When Compaq bought Digital, there were 16 distributors at that time and that was brought down to three or four, which Brown described as “really harrowing.”

“For the people who didn't make it through, that was the end of their businesses,” Brown said. “So I wore my lucky suit on that occasion for the HP rationalisation when they bought Compaq. That was rationalised from six down to two or three. We were just so fortunate that we were selected to go through but I think it was the fact that we specialised in that SMB space, that's what got us through and is still our strength today. 

“I'm very fond of all the regional and smaller resellers.
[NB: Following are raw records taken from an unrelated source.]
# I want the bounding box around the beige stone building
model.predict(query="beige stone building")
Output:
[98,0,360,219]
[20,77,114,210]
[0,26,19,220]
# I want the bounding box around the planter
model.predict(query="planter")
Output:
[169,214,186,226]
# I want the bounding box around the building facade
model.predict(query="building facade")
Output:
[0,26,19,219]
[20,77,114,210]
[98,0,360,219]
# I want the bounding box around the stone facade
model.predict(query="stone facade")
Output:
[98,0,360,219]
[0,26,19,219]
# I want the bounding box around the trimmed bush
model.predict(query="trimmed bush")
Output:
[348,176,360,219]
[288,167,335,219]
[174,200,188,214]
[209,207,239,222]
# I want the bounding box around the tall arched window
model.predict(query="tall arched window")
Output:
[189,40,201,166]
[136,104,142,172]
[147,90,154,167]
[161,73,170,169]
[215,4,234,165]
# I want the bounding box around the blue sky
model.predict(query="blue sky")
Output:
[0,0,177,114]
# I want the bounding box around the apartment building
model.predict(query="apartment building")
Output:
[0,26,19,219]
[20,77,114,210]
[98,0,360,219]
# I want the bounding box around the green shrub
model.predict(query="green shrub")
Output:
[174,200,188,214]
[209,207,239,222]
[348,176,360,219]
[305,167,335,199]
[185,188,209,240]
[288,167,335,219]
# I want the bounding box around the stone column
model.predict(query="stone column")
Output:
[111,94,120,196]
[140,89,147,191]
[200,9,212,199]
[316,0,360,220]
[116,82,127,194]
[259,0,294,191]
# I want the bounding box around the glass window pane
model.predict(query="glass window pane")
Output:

We never treated them any differently and they got the same pricing and same setup.”

CEO David Dicker added with HP buying Compaq, this paved the way for the distributor to access HP’s printer segment, a slice of the portfolio it had been vying to access for years. 

“Coming through the Digital/HP distributor cull was probably our biggest achievement after initially gaining access,” Dicker said. “We got through that despite betting we would not make it, which was very satisfying.” 

Dicker Data was in a unique position, owning its facility with no debt and a very lean operation, which allowed it to compete through the price wars of the 90s.

“Looking back, we were entrenched with our channel partners, some for 15 years plus and those relationships supported us and stayed loyal throughout the rationalisation of the channel,” Brown said. “We kept doing what we had always done and remained flexible, with our sole purpose to provide the best service and support in the industry.

“Other disties couldn’t compete on 2 per cent gross margins and didn’t make it through the rationalisation that took place, especially with the Digital acquisition and then the Compaq acquisition. 

“It was very stressful knowing with each acquisition that distributors would be terminated through a presentation and elimination process. There were many sleepless nights worrying if we would make the cut.”

Dicker added it has always managed to meet and beat its competition, relying on its performance metrics.